Esse traço característico é comum
aos hinos de todas as religiões em certa fase da sua evolução: ressoam hinos
assim nos templos budistas e nas sinagogas. O hino litúrgico em língua
latina distingue-se pelo fato de conservar a capacidade de exprimir conteúdos
dogmáticos de maneira muito precisa. Naqueles hinos marianos, porém, o
ritmo prejudica o conteúdo, transformando o dogma mariano em substrato de uma
poesia quase erótica; as cesuras não são determinadas pela lógica da frase, e
sim pela música do verso; um elemento musical, a rima, rompe o equilíbrio métrico;
os símbolos, que pretendem representar o dogma, tornam-se independentes.
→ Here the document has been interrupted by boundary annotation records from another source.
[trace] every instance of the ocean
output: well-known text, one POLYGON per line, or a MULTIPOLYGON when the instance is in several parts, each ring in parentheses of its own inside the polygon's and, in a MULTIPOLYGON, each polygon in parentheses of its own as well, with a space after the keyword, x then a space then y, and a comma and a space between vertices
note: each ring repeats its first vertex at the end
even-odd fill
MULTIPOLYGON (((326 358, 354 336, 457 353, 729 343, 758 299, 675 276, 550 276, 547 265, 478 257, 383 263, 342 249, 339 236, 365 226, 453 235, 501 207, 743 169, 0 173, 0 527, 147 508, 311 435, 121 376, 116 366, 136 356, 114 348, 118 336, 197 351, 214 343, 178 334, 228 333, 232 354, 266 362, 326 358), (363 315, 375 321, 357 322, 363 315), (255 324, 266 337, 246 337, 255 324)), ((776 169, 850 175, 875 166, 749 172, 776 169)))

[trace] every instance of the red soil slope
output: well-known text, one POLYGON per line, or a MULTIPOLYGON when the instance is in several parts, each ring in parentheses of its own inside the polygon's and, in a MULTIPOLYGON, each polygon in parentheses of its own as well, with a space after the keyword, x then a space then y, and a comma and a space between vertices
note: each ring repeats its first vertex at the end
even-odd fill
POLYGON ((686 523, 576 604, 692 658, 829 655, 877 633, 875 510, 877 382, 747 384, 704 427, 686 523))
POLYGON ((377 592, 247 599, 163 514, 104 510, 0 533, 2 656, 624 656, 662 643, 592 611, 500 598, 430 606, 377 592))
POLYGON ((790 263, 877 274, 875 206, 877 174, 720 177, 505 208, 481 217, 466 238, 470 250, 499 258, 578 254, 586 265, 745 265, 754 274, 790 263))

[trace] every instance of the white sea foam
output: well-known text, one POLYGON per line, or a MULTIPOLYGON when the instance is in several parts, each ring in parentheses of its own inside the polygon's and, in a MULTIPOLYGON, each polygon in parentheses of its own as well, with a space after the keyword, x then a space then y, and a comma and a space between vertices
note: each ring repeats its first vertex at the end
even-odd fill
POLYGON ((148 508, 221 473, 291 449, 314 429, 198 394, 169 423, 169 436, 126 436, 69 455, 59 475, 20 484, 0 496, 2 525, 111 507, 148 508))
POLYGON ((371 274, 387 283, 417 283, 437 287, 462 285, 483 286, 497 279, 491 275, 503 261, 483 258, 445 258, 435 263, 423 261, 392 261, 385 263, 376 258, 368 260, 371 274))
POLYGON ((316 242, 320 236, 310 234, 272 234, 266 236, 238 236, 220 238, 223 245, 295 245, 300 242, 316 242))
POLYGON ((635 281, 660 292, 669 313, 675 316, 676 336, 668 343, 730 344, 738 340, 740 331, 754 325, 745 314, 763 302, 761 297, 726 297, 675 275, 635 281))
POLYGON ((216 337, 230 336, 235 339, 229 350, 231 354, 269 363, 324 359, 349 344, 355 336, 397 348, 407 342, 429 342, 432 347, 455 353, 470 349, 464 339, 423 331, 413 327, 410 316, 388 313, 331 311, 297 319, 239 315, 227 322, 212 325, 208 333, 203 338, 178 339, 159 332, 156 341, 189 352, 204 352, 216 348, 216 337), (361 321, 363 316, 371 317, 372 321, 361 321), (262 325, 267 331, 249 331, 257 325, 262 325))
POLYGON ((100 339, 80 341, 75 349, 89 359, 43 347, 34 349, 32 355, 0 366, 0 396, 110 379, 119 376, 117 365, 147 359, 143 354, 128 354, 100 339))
O grande poeta dessa fase é Adam de S. Victor. Grande poeta
exatamente porque o valor da sua poesia reside mais nas qualidades literárias
do que nas qualidades litúrgicas. O poeta do ‘Salve, mater salvatoris’ e do ‘Ave,
virgo singularis’ [foi] um criador de símbolos: inventou ou popularizou
um conjunto impressionante de metáforas mariológicas. Desde Adam de St. Victor,
toda a gente entende imediatamente o ‘Rosa
mystica / Turris Davidica / Turris ebúrnea / Domus aurea / Foederis arca /
Janua coeli / Stella matutina’ [Rosa mística / Torre de David / Torre de
marfim / Casa de ouro / Arca da aliança / Porta do céu / Estrela da manhã]. Adam
de St. Victor moveu esses símbolos por meio de uma arte extraordinária do
verso, de troqueus de sete ou oito sílabas, fortemente ritmadas e suavemente
rimadas. Arte quase parnasiana, que devia acabar, nos seus imitadores, em
rotina.
O hino salvou-se pela influência
do grande movimento religioso que deu ímpeto inédito aos sentimentos numinosos
do franciscanismo. Mas a última palavra coube à solidificação do
sentimento: a volta ao conteúdo dogmático sem o qual o hino da Igreja perderia
a sua significação especial. Por isso, o maior teólogo dogmático da Igreja
romana também é o seu maior poeta litúrgico: Tomás de Aquino. Os seus poucos hinos – ‘Pangue, lingua, gloriosi’ e ‘Lauda,
Sion, Salvatorem’ – reúnem duas qualidades que raramente se encontram na
poesia lírica: a maior precisão e a maior musicalidade. Seria possível comentar
esses hinos como se fossem tratados teológicos sobre a eucaristia; ao mesmo
tempo, versos como ‘Tantum ergo
sacramentum / Veneremur cernui / Et antiquum documentum / Novo cedat ritui: / Praestet
fides supplementum / Sensuum defectui’ [Este grande sacramento /
inclinados, adoremos; / os antigos manuscritos / dão lugar a novo rito. / Sirva
a fé de complemento / na fraqueza dos sentidos] ficam indelevelmente na memória,
o que é um dos critérios mais seguros da grande poesia.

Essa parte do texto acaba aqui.